When I was packing for the Race, I brought two bags with me – my big pack weighing in at 43lbs and a day pack of about 12lbs. That’s a lot of weight to be carrying around for eleven months!
I spent hours – days, rather – considering what was worth bringing with me. Each item was carefully calculated with a complementary list of pros and cons. I went through all the scenarios and what-ifs in order to best prepare for my upcoming journey. I was committed to bringing what I felt I needed in order to make this year successful.
What I didn’t realize six weeks ago was that I was bringing a TONNE of unnecessary baggage with me. Forget eleven months.. this stuff has been weighing me down for YEARS..
Lies.
Self-hatred.
Shame.
I’ve been holding on to these things thinking that they would actually comfort and protect me. I wouldn’t let them go because I believed that they were exactly what I deserved.
What I’m starting to realize, though, is that the lies and self-hatred and shame that I’ve been carrying around are not only unnecessary, but harmful. What I once thought was inevitable because of my past has proven to be toxic waste that I’ve simply chosen to tolerate because I didn’t understand God’s love.
I’m learning (and trying to believe) that it doesn’t matter what I’ve done or haven’t done – He loves me because He loves me because He loves me because He loves me because He loves me because that is what He is like.
For so long, I’ve tied my worth up in what I do.

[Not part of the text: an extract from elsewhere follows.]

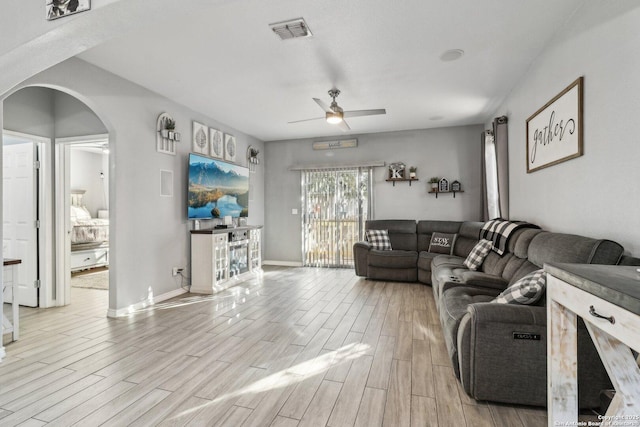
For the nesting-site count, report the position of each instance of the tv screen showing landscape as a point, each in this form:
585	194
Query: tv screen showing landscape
217	189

I keep thinking that if I can just behave a certain way or do certain things, then I will finally be worthy of God’s love. What He’s been showing me, though, is that He won’t love me any better when I become better. He loves me 100% right now. And even if I have no plans to become better, He will still love me 100%.
After being delayed in Georgetown in order to apply for Brazilian visas, my team along with Team Wildabouts will be heading to Corriverton tomorrow morning to finally meet our Guyana host. As I pack my bag, I will be leaving out a few things that I haven’t gotten as much use out of as I thought I would. Among them will definitely be some of that invisible baggage that has been weighing me down for far too long.